The service gives users an immersive and localised virtual reality exercise experience. When using a stationary bike or walker, users “travel” through recognisable streets, parks, or landmarks from their own city while exercising. The headset provides simple goals, such as reaching a destination or guessing the location, to make the session engaging and fun. 

For staff, the system offers one-button operation, full offline use, and simple cleaning procedures. Facilities can easily add new local areas using satellite data and open maps, and they can view summaries of session length and performance directly from the device.

A small wireless sensor is velcroed onto any exercise machine and tracks the user’s movement. This motion data is sent to a VR headset, where it controls travel inside a 3D world.

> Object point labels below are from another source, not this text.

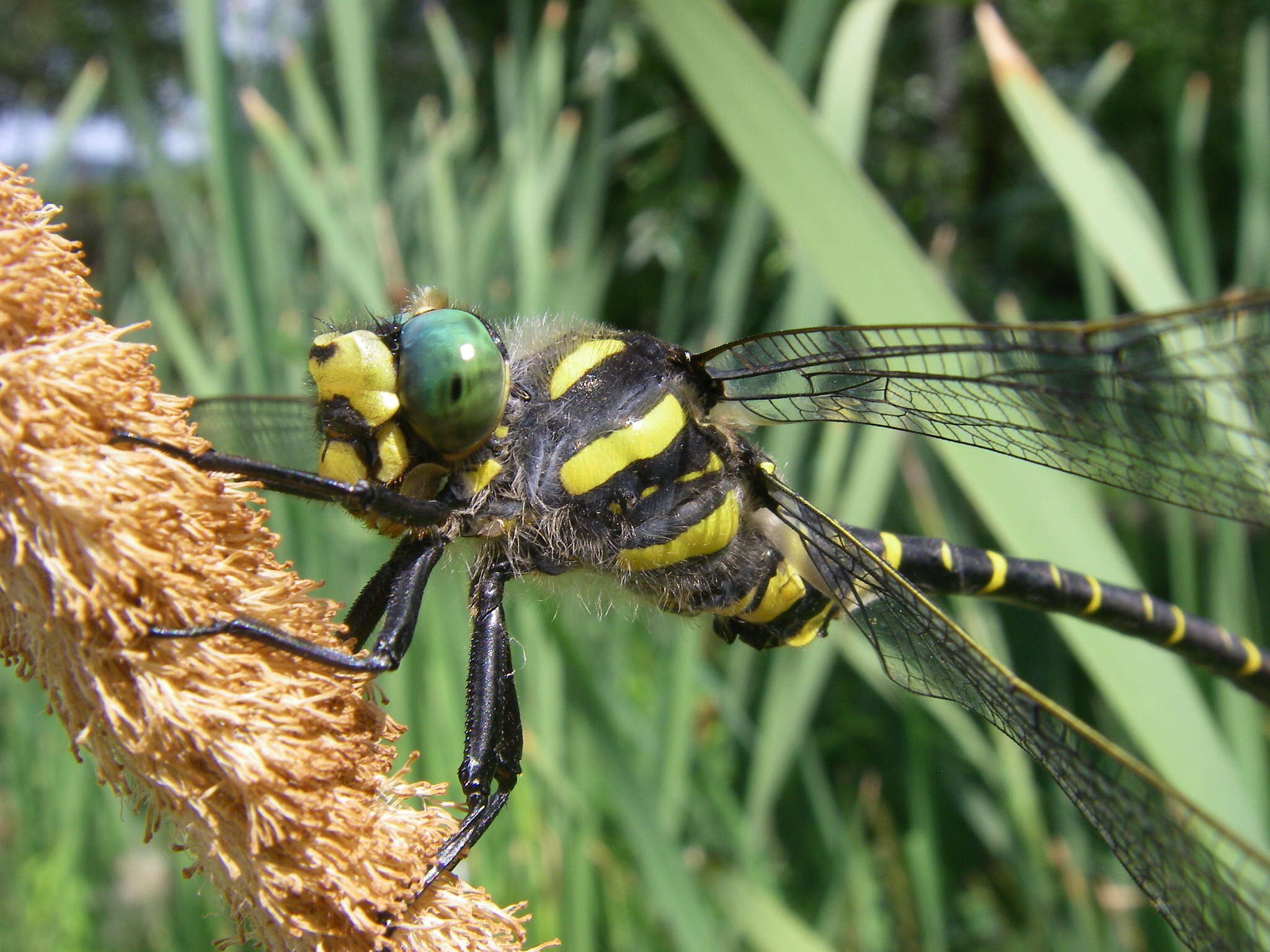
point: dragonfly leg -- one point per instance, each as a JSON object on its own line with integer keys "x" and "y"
{"x": 493, "y": 741}
{"x": 394, "y": 593}
{"x": 362, "y": 496}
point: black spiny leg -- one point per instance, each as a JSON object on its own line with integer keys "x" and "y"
{"x": 360, "y": 496}
{"x": 394, "y": 593}
{"x": 493, "y": 741}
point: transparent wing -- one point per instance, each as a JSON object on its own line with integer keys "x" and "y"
{"x": 1173, "y": 407}
{"x": 1209, "y": 885}
{"x": 276, "y": 430}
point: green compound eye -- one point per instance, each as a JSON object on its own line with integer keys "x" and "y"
{"x": 453, "y": 380}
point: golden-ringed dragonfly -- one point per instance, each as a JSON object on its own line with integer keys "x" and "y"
{"x": 590, "y": 448}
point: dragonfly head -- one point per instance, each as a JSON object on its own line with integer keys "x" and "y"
{"x": 424, "y": 390}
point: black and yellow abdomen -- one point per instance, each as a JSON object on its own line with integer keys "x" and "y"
{"x": 943, "y": 568}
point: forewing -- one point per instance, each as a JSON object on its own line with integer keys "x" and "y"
{"x": 1209, "y": 886}
{"x": 276, "y": 430}
{"x": 1173, "y": 407}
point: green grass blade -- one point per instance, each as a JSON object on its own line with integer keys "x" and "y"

The 3D environments are created automatically on a computer from satellite data (heightmaps, vegetation maps, and map data, then transferred to the headset via USB. During use, no internet connection is required—the system runs entirely offline. 

In short: pedal → move through your own neighbourhood in VR → stay active while enjoying a familiar, game-like experience.

Space Added Value

We use ESA Copernicus satellite data to generate the core ingredients of our local VR worlds: heightmaps (terrain shape), vegetation maps (green areas and seasonality cues), and water/tide maps (shorelines, harbours, coastal context). These are combined with satellite-derived building/location cues and OpenStreetMap street geometry to position recognisable landmarks and routes with high consistency.

Relying on ESA satellite data gives three clear advantages over current methods (filmed video, licensed street imagery, or handcrafted 3D):

  • Scalable and cost-efficient – global, openly available data lets us add any neighbourhood quickly without film crews or per-scene licensing.

  • Current and consistent – routine satellite refresh keeps vegetation, water edges and urban features aligned with reality, so scenes stay familiar over time.

  • Healthcare-ready – space-borne data avoids capturing identifiable people and supports fully offline operation on the headset, fitting clinical privacy and IT constraints.

The result is fast, low-cost, and recognisable environments that scale across facilities while strengthening our “local feel” and reducing total content cost versus competitors.
 

Current Status

Since KO we ran semi-structured interviews at 5 sites and held 9 one-to-one workshops with older adults (70–91) at Aktivitetscenter Østerbro. We built a usable headset prototype and validated key metrics: end-to-end latency ≈70 ms, cold start <15 s (optimising), landmark recognition with ~0.8 m placement accuracy, and wipe-down in 35–40 s. We translated insights into a refined Service Requirements set and exercised three use-case scenarios (individual ride, small group class, family “meet-me-there”). A pilot pipeline is in place with multiple care facilities and two paediatric departments.

We are now moving into raising the TRL of the prototype a few steps before moving into a demonstration project where we can bring the prototype to a stage where it can be sold separately or as an addon to our offerings.